Review: Country Stars Honor Waylon Jennings on Live ‘Outlaw’ LP
It’s fitting that Chris and Morgane Stapleton open this homage to Waylon Jennings – they’re a spiritual echo of Jennings and Jessi Colter, the duke and duchess of Seventies outlaw country, and emblematic of how the movement shaped generations of acts who chafe at Nashville conservatism but refuse to be marginalized. Recorded live in July 2015, this concert LP gathers Jennings’ family and friends with all-star acolytes for the rarest of things: a tribute album that almost never flags, with performances that approach or match the originals.

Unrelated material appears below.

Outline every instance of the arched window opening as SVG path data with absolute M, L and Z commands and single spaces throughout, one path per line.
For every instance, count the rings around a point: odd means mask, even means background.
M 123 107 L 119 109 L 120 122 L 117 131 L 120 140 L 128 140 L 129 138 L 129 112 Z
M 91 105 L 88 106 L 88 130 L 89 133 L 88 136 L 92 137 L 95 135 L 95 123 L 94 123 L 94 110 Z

Jennings was both interpreter and writer, and when he
claimed a song, he owned it. But the gender flips here are illuminating: Kacey
Musgraves teases the pathos from “The Wurlitzer Prize (I Don’t Want to Get
Over You),” from Waylon & Willie; Alison Krauss reprises her
heavenly cover of “Dreaming My Dreams With You.” Jennings’ running
buddies shine, among them Bobby Bare, Willie Nelson, of course, and Kris
Kristofferson, whose ravaged “I Do Believe” – Jennings’ masterpiece
from their Highwaymen days – is a tear-jerker. That said, the set’s highlight
is “Freedom to Stay” by Jamey Johnson, perhaps the Waylon-est of the
man’s heirs (dude, where’s that new album?). Slowing the tempo to a crawl, he ponders
the song’s contradictions in his stentorian, Jennings-like baritone, laying out
the highly personal good-vs.-bad cage match that defines the soul of the best
country music, and of Jennings’ in particular.